Wednesday night’s news that Sessions met twice last year with Sergey Kislyak, Russia’s ambassador to the U.S., but didn’t mention it when senators asked him about contacts between the Russian government and the Trump campaign, has Democrats and non-partisan groups – including Common Cause – demanding Sessions’ resignation.
Republicans are being more cautious, but several GOP leaders say Sessions should recuse himself from any investigation of Russian connections to the Trump campaign.
“It is clear to me that Jeff Sessions, who is my dear friend, cannot make this decision about Trump,” Sen. Lindsey Graham, R-SC, said Wednesday evening.
On MSNBC’s “Morning Joe” today, House Majority Leader Kevin McCarthy grudgingly joined in calls for Sessions’ recusal. “I don’t have all the information in front of me,” he said. “I don’t want to prejudge, but I just think for any investigation going forward, you want to make sure everybody trusts the investigation. I think it’d be easier from that standpoint.”
“The top cop in this country, the attorney general, lied to his colleagues and to the American people, House Minority Leader Nancy Pelosi declared at a late morning news conference. She and Senate Democratic Leader Chuck Schumer urged Sessions to step down.
“Stories are shifting like quicksand,” Schumer said. Sorting them out and getting to the truth about the Trump campaign and Russian interference in the election requires “an independent, impartial special prosecutor with no attachment to this administration.”

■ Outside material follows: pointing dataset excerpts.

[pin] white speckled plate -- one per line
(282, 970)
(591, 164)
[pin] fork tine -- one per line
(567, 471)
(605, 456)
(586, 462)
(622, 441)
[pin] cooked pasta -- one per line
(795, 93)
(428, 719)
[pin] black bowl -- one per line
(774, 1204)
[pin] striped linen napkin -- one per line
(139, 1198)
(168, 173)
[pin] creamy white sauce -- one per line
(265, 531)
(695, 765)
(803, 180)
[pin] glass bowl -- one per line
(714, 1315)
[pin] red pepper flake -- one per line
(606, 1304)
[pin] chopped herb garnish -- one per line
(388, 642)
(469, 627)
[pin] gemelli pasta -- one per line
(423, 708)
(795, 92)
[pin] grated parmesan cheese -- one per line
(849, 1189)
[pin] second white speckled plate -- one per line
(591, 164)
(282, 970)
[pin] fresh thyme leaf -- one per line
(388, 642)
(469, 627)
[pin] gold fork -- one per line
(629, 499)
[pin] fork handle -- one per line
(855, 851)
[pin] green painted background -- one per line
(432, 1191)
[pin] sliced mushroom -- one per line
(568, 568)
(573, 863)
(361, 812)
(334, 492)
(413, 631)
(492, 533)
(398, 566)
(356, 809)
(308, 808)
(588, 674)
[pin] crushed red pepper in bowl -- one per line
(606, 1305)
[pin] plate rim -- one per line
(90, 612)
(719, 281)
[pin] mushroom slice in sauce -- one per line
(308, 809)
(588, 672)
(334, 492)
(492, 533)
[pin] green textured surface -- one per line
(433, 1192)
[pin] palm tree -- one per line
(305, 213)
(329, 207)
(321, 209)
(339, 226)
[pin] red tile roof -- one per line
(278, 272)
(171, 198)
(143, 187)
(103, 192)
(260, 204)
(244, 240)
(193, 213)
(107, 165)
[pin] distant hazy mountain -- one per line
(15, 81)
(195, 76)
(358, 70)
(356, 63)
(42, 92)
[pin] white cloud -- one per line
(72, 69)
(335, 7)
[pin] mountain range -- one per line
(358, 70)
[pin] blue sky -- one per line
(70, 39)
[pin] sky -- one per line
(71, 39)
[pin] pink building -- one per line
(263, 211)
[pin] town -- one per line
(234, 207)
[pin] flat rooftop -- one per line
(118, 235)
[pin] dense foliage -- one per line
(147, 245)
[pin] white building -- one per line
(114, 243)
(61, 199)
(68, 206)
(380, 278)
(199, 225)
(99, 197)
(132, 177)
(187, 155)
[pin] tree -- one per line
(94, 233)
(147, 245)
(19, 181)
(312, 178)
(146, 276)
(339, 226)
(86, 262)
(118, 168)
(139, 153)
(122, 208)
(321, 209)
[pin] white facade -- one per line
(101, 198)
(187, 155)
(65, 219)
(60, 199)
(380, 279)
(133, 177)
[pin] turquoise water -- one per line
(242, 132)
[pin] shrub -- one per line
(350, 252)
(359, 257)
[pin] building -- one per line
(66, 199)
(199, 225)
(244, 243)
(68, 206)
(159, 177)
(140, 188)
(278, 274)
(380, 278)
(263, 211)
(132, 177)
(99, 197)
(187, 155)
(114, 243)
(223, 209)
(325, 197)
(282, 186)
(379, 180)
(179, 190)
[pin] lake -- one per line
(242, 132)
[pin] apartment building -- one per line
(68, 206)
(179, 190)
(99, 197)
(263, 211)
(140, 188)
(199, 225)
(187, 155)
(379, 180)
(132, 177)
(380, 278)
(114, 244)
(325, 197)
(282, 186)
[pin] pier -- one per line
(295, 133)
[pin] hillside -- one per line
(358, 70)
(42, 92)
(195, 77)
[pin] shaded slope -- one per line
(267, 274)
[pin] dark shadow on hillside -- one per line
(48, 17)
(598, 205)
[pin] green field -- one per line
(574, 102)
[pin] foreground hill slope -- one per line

Sessions told reporters he would recuse himself “whenever it’s appropriate” but insisted he has never had contact with the Russians “about any political campaign.”
Amid the uproar, President Trump – uncharacteristically – is keeping his own counsel. He and Sessions have become close friends; the Alabamian was the first senator to endorse Trump’s candidacy and along with presidential counselor Steve Bannon is widely viewed as an architect of Trump’s policy agenda.